Bulls earlier this week gave back all of Monday’s meager gains and then some as soaring interest rates reminded investors of the bad old days prior to the Great Recession. The Nasdaq 100 closed at 14,566, a decline of 1.8%, states Jon Markman, editor of Strategic Advantage.
The weakness of the benchmark was a strident reminder that bears are ready and willing to pounce on rallies toward resistance. Technology issues moved higher on Monday and briefly neared the 20-day moving average at 14,910.
The catalyst for the weakness this week has been a dramatic rally in interest rates. The yield for the Ten-Year Treasury note reached 4.8% on Tuesday, the highest level since 2007. Older professional money managers remember those years with discomfort. The bursting of the American housing bubble and all of the financial fallout from that event led to a prolonged recession.
Unemployment reached 10.6%, and banks were hamstrung to lend to businesses amid restrictions imposed by federal regulators. Stocks swooned as confidence about the future of capitalism waned. Although bears will draw comparisons between now and then, the analogy is unfair at best.

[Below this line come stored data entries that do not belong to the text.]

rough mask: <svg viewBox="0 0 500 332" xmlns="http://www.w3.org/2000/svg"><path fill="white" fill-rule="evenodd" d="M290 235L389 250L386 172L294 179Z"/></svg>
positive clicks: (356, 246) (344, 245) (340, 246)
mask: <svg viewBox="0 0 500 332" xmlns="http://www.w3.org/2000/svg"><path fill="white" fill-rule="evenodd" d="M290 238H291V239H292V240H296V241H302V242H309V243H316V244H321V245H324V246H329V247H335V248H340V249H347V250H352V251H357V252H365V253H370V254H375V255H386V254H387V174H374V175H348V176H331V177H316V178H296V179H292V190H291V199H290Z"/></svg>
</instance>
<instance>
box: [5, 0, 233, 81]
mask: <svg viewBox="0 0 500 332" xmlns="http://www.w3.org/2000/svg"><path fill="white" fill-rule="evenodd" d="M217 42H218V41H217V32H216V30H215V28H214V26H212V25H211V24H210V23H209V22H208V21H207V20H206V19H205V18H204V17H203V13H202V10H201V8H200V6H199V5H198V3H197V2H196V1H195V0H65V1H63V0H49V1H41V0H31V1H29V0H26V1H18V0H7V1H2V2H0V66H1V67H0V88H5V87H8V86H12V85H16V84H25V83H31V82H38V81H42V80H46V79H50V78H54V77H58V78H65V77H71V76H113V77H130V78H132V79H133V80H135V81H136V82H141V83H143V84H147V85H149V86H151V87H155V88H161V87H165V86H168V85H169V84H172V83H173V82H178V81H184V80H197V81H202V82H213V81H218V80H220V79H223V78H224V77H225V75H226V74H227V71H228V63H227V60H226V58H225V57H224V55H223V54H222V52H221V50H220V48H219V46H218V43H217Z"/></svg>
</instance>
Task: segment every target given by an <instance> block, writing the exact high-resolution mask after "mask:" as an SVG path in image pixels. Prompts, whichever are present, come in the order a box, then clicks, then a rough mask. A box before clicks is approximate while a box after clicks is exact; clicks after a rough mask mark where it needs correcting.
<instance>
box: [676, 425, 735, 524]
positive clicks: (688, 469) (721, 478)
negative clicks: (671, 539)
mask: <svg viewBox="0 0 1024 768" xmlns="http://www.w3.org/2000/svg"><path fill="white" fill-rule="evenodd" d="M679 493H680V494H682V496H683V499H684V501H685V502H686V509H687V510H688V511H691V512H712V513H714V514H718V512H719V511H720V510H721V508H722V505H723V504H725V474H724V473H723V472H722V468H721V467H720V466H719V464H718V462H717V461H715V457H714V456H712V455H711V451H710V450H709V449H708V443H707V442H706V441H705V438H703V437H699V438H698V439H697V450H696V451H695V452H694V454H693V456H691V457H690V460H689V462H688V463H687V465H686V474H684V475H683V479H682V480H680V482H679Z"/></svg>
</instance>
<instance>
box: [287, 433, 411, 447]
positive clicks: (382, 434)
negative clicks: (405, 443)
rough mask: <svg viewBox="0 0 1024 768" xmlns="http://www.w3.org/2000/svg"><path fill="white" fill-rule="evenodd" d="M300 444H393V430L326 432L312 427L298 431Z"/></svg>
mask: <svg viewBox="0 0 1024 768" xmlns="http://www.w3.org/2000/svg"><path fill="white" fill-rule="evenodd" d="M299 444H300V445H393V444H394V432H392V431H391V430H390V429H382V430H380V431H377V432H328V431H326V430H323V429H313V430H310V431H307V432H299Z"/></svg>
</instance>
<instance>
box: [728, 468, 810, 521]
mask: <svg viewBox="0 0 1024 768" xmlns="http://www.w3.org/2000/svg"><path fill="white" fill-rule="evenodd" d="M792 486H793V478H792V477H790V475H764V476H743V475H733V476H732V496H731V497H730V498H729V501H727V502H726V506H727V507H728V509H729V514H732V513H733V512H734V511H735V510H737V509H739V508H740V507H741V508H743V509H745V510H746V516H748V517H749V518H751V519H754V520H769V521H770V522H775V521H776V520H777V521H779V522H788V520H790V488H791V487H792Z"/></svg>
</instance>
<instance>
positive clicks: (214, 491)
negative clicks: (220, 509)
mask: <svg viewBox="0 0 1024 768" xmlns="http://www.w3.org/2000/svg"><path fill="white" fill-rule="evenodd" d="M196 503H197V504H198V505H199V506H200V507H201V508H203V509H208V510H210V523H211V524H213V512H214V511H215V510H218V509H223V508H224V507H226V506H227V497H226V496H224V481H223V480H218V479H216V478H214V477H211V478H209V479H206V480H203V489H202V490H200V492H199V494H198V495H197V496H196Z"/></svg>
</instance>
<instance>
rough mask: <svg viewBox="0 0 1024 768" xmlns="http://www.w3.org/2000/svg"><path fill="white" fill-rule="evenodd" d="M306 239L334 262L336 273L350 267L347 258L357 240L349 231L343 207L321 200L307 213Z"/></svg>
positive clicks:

The Great Recession was primarily a story about systemic problems within the banking sector. Loans were collateralized improperly. The current crisis is about the Federal Reserve reducing, and then raising its key bank lending rate too quickly, causing dislocation.
Yields are currently rising; however, sentiment could shift quickly if the economic data turns weaker. This seems inevitable given rising inventories in the automotive and homebuilding sectors.
There is important overhead resistance for the NDX at 14,910, then 15,150, the 50-day moving average. Support for the benchmark is 14,505 on a closing basis, then 13,656, the gap from the May breakout.